Magdalena Woloch IRMCert: Vice President, Enterprise Risk Management, RenaissanceRE, USA

How did you get your job? 

I started my career as a Chartered Accountant in an audit firm in Toronto and over time found myself naturally drawn in the direction of internal controls and risk. I obtained a Certified Internal Audit designation which then led me to the risk side of things and to the IRM. I have always found risk and controls very interesting especially when thinking through the risks faced by organizations in relation to their strategic objectives and understanding whether the governance, structure and controls are appropriate. I now focus on operational risk in financial institutions which focuses on risks and controls related to people, process, and IT. 

What’s a typical day like as a Vice President, Enterprise Risk Management? 

A typical day involves ensuring that the organization as a whole is appropriately identifying, evaluating, and monitoring their operational risks. This involves helping management think through their risks and controls which can be very interactive. A large component of my work involves ensuring that risks are documented in a structured way and ensuring that controls are appropriately designed to address the risks. Reporting to various governance committees (including Audit and Risk Management) is also critical. 

What do you enjoy most about your job? 

I enjoy walking through processes and identifying risks, especially new innovative processes that contribute to the achievement of key strategic objectives. The recent emergence of FinTech and importance of technology in financial institutions can involve and affect many areas and people in an Organization. Helping the business identify risks and gaps in processes that were previously unknown is very rewarding. 

What are the challenges? 

Convincing the business that investing in operational risk processes is critical and adds value can be tricky. Investment in operational risk is sometimes viewed as a tick the box and matrix exercise. However, formal processes around risk and controls should be a living and breathing mechanism and should be embedded in a company. 

In what way are your IRM qualifications relevant?

My IRM qualification is relevant because as part of my day to day I am required to think through risks and help others identify risks. I am required to be the risk expert and provide guidance to the business.
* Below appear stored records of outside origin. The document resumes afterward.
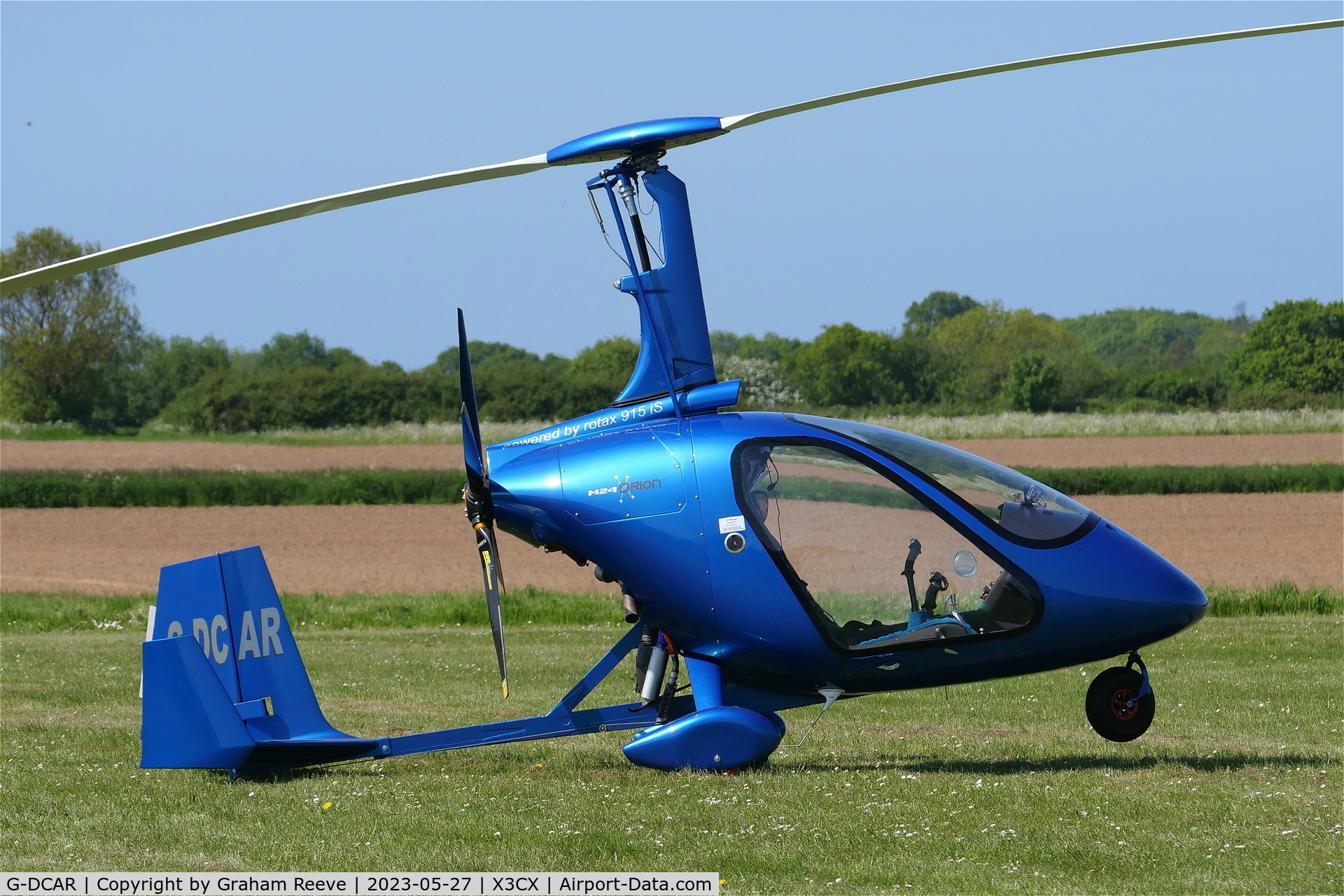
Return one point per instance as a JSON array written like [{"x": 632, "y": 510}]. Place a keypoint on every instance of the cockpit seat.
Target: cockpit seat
[
  {"x": 1004, "y": 608},
  {"x": 939, "y": 631}
]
The IRM qualification has helped me to formalize and improve my understanding of risk and has provided me with tools to do this effectively. 
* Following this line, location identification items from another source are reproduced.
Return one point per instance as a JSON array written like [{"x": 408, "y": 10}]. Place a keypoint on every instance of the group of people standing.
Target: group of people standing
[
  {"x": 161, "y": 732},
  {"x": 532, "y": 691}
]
What would you say to others thinking about joining IRM as a member? 

The IRM can be very helpful by connecting likeminded people that face the same day to day challenges. The magazine and courses are very insightful and very relevant to the work we do. 
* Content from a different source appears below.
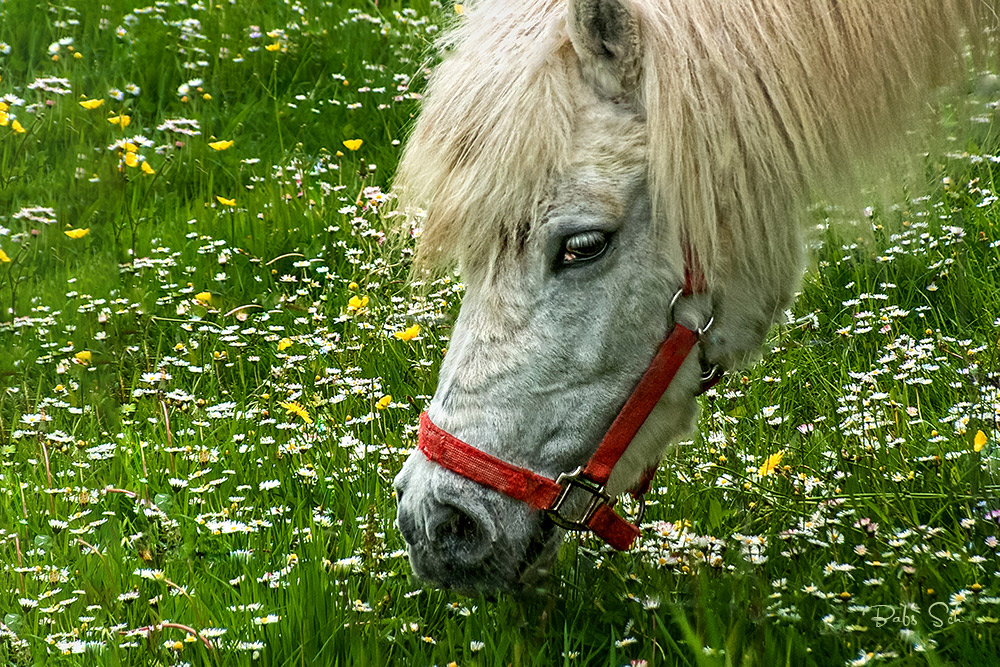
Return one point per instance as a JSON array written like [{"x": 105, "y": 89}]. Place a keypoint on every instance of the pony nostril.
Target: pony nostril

How has your role developed and what are your career ambitions? Has being linked to the IRM helped? 

My role has developed into being able to see the bigger picture when it comes to risks and controls in financial institutions. Tying risk to strategy, capital, and day to day operations is exciting, especially when boards and executives understand and buy in to operational risk management. The IRM has helped by deepening my understanding and has boosted my confidence when it comes to talking about risk especially to Executives.

Top tips 

To become an expert for an organization in operational risk, I would recommend getting to know an organization, its strategy and processes very well, this will give you the power to think through the risks. Create an environment where you are working with the business and bringing on allies. There will be people in the organization that will see the value and will want your help to fix and improve processes, work closely with these people as they will become advocates of the value of operational risk.